In 1982, rock star Pete Townshend asked Americans to call their cable operators and, "Demand your MTV. I want my MTV!" It's 2014, and two-minute music videos on a cable channel have given way to high-definition movies, concerts and sports streamed live to your TV, computer and phone. So where the heck is my superfast gigabit Internet access? Who do I even call?
We know it's technically feasible. Google Fiber, with speeds up to 100 times faster than the basic broadband provided by your cable or phone company, is already up and running in Kansas City, Mo.; Austin, Texas; and Provo, Utah. And last week, Google announced it's in talks with 34 more cities. Even Chattanooga has gigabit broadband in 56,000 homes and businesses provided by the city-owned electric company, of all things.
Users everywhere rave about gigabit service—Web pages pop onto your screen, videos stream all over the house, maps jump as you move—and this is before any Web company has implemented a specific service that takes advantage of gigabit speeds.
It's economically feasible too. The average access speed in the U.S. is now under 10 megabits per second and costs around $40-$60. Verizon FiOS charges $300 a month for 500 megabit service. Yet Google and others charge just $70 a month for a full gigabit connection, download and upload. VTel in Springfield, Vt., charges $35. Gigabit in Hong Kong was $26 way back in 2011.
So what's America's problem? Why aren't more than a handful of U.S. homes wired for gigabit? Sadly, last week's announcement of Comcast's $45 billion acquisition of Time Warner Cable will set back fiber deployment and gigabit homes for a decade. Comcast's competition-limited future will reside in overcharging more than 30 million customers for bundled cable channels and a growing Internet access business that tops out at maybe 20 megabits per second. It's almost as if they are saying, "You want fiber? Eat some Raisin Bran."
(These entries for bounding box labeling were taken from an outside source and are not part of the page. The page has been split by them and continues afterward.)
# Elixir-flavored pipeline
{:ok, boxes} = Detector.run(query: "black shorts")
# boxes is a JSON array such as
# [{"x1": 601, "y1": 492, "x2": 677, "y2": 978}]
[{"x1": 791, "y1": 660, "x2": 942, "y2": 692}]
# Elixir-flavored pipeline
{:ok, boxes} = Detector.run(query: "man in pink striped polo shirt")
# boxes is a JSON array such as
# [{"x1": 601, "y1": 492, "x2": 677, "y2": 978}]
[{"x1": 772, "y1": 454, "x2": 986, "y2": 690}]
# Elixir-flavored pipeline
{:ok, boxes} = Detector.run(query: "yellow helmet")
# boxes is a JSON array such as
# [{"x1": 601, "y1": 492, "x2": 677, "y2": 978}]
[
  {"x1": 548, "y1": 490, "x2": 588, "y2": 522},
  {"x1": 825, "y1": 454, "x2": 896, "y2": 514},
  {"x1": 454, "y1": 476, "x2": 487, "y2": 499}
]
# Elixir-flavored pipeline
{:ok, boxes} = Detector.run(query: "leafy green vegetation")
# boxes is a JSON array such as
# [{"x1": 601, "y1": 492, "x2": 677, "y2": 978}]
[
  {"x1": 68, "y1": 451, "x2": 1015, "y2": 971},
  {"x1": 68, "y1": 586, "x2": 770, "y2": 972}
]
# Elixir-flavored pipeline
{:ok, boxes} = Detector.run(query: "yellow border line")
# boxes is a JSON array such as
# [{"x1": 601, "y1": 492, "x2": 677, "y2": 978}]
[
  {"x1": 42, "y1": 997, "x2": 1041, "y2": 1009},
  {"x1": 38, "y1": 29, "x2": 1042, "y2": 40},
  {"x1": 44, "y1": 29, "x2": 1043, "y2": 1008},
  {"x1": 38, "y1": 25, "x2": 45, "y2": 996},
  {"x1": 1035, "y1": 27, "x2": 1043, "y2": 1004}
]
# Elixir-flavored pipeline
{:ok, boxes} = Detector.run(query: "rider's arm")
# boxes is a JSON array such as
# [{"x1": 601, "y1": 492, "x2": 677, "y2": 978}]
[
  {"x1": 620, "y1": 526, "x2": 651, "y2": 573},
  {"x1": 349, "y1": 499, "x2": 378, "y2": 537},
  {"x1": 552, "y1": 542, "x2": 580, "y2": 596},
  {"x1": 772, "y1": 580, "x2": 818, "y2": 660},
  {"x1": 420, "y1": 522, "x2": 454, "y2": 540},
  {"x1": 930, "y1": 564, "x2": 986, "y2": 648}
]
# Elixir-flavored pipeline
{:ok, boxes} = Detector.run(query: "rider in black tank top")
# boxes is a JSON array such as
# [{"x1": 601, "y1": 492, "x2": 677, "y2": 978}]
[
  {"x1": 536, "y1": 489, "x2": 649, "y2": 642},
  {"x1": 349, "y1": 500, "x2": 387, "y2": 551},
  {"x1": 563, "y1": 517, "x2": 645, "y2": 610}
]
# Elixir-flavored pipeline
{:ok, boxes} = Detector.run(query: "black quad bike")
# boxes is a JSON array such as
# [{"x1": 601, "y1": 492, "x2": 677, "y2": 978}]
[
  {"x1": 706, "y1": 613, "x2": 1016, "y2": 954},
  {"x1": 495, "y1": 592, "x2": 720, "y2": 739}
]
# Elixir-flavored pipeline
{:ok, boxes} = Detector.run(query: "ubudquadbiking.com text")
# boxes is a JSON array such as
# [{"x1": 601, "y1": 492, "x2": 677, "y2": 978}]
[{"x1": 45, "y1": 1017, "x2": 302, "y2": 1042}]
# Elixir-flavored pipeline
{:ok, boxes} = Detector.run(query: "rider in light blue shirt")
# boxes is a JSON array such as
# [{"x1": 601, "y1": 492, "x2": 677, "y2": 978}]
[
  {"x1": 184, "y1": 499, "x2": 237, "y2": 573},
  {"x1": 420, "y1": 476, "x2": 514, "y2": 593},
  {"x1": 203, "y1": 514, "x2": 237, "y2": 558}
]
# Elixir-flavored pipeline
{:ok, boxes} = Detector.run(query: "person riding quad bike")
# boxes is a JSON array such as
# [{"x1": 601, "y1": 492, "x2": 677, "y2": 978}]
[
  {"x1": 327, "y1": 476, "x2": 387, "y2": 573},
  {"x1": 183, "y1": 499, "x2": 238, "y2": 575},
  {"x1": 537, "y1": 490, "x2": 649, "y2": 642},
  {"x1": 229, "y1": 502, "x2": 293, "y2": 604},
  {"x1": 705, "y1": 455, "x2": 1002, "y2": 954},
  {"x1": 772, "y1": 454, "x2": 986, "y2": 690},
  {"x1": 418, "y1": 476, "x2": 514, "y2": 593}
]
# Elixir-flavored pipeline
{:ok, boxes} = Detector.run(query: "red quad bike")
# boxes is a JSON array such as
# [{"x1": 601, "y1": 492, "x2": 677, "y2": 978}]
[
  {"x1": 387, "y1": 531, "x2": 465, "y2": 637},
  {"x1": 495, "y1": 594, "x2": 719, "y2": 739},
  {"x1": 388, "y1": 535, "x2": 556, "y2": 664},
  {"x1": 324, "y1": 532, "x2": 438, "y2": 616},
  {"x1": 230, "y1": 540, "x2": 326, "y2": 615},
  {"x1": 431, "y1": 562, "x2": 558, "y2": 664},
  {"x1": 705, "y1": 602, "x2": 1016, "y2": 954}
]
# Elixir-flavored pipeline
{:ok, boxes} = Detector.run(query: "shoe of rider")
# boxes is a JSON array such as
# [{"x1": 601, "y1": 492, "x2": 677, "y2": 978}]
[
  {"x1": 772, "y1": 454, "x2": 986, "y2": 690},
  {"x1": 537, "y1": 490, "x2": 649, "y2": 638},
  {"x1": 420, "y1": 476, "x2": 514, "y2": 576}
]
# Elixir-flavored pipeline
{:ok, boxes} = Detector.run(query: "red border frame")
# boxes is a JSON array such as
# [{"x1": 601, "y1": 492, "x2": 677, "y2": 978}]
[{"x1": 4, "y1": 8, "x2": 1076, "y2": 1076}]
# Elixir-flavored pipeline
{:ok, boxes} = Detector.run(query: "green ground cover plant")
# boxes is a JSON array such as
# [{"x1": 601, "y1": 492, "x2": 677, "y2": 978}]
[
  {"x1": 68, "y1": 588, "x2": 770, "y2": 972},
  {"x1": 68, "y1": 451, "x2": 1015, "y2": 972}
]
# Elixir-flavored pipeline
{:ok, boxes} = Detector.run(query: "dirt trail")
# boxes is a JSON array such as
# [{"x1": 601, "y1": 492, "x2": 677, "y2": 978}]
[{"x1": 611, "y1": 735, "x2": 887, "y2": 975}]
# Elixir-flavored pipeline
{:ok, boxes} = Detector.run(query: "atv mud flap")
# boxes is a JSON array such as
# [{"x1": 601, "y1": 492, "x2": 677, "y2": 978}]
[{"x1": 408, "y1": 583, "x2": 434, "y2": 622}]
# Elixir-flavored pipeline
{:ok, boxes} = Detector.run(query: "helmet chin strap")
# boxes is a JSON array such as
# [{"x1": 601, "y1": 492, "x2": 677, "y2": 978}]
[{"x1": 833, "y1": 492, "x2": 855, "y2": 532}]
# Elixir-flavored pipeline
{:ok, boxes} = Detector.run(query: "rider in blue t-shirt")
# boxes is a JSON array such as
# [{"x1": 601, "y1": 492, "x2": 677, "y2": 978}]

Almost half of Time Warner Cable revenues (and my guess is far more than half their profits) are from Internet access and digital voice. There's not much cable competition. Today, 30% of U.S. homes have either none or one provider of six megabits per second or better Internet access. Another 37% have only two providers, probably a cable company and a phone company duopoly who refuse to compete on price or speed. So cash flow goes toward paying down debt rather than upgrading your home.